At its inception, the debate appeared as if it would be based around San Diego’s long-term economic health. Instead, it became more of a battle between airport officials and the military – with the military winning out.
If nothing else, the airport authority’s lengthy search revealed that the region must either cope with future constraint problems at Lindbergh – and their projected economic impacts – or find a way to build a civilian airport at Miramar, said John Chalker, a leader of the Coalition to Preserve the Economy, a pro-Miramar political action committee.
“The airport authority has to focus on an expansion of Lindbergh Field,” Chalker said, “and wait and see what the future brings us.”
Across the county Tuesday, voters cited a host of reasons for roundly rejecting the airport measure. But the deciding votes – those not motivated by proximity to either airport site – came down overwhelmingly in favor of the Marine Corps, a sympathetic entity in a nation at war and a region with strong economic ties to the defense industry.
Look to a rural fire station in Jamul, closer to Mexico than to Miramar or Lindbergh. Some late-day voters there hadn’t followed the daily developments of the authority’s site-selection program. Some thought the Unified Port of San Diego was leading the search. Regardless of jargon-laden details – noise patterns, accident potential zones, gross regional product and plans for a stealthy F-35 – they just thought the ballot proposal was a bad idea.
There was Sandy Wood, leaning against the back of a white pickup, talking about the military’s importance.
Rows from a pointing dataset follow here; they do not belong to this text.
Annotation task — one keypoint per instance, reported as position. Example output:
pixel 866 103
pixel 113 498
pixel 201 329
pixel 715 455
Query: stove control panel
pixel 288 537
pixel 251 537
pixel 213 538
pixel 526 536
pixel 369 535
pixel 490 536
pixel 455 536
She had voted no to a similar measure in 1994, and said voting no again was an easy decision.
“We did this before,” she said. “If [the military is] not going to give up the property, they’re not going to give up the property. You can’t have a free country without somebody protecting it. If the military says no, it’s not going to matter.”
There was Paul Sawyer, walking to his truck, blue baseball cap perched atop his graying hair. Voted no in 1994, he said, and voted no again on Tuesday. Why?
“That’s a Marine Corps base,” he said. “I want to see it stay that way.”
And what of the authority’s projections about Lindbergh Field hitting capacity? The studies showing the region could lose billions if a new airport isn’t built?
“Baloney,” Sawyer said.
Other voters fell along more predictable lines. With commercial jets roaring overhead in Point Loma, several voters said moving the airport to Miramar was the right thing to do. But some said they weren’t sure whether their votes would have any effect on an issue that’s bounced around San Diego for 50 years.
Ronnie Friedman-Barone, who lives in Point Loma at Liberty Station, said her vote for the Miramar proposal was a vote for peace.
“One of the reasons I’d really like to see it at Miramar, I’d love to see us be nation that eliminates war,” the 60-year-old Queens native said. “I’d love to see war go away.”
Then there was Susan Crowder, who lives and works in Point Loma. She voted for a Miramar airport in 1994 and did again Tuesday.
“It just makes sense,” she said. “There’s no room to expand over here.”
And if Lindbergh Field were expanded, Crowder said, she fears it would mean more airplanes flying over the house where she has lived the last two years.
In Tierrasanta, voters echoed similar concerns: Noise, quality of life. The difference: Point Lomans knew about the airport when they decided to live there, some said.
“I sure don’t want it at Miramar,” said Marsha Dolainski, a Clairemont resident and special education teacher at Tierrasanta Elementary. “Every time I fly out of Lindbergh it’s not crowded, except at Thanksgiving and Christmas.”
The vote was the county’s second try at acquiring the Marine Corps base. The first succeeded, winning 52 percent of the county’s vote. But that vote, led by San Diego hotelier Doug Manchester, happened in a different political and economic environment.
Back then, San Diego’s economy was weaker. The region’s post-recession unemployment levels hovered above 6 percent as voters went to the polls. Today, they’re just below 4 percent, according to the Bureau of Labor Statistics.
And the 1994 Miramar opposition struggled to compete with the political will and campaign funding that Manchester generated, said Steve Erie, a political science professor at University of California, San Diego.
Erie says 1994 was the best-case scenario for a Miramar move. Proponents had political momentum. They were facing a tangible problem: regional unemployment. And a round of Pentagon base closures was approaching.
“That’s the perfect storm for getting a new airport,” Erie says, “and you could only get 52 percent.”
Boland, the No on Prop A leader, said the two ballot measures had different intents. The 1994 vote asked whether the base should be used if the Marines left. Tuesday’s vote suggested the Marines should be persuaded to leave, he said.
“It’s a totally different situation,” Boland said.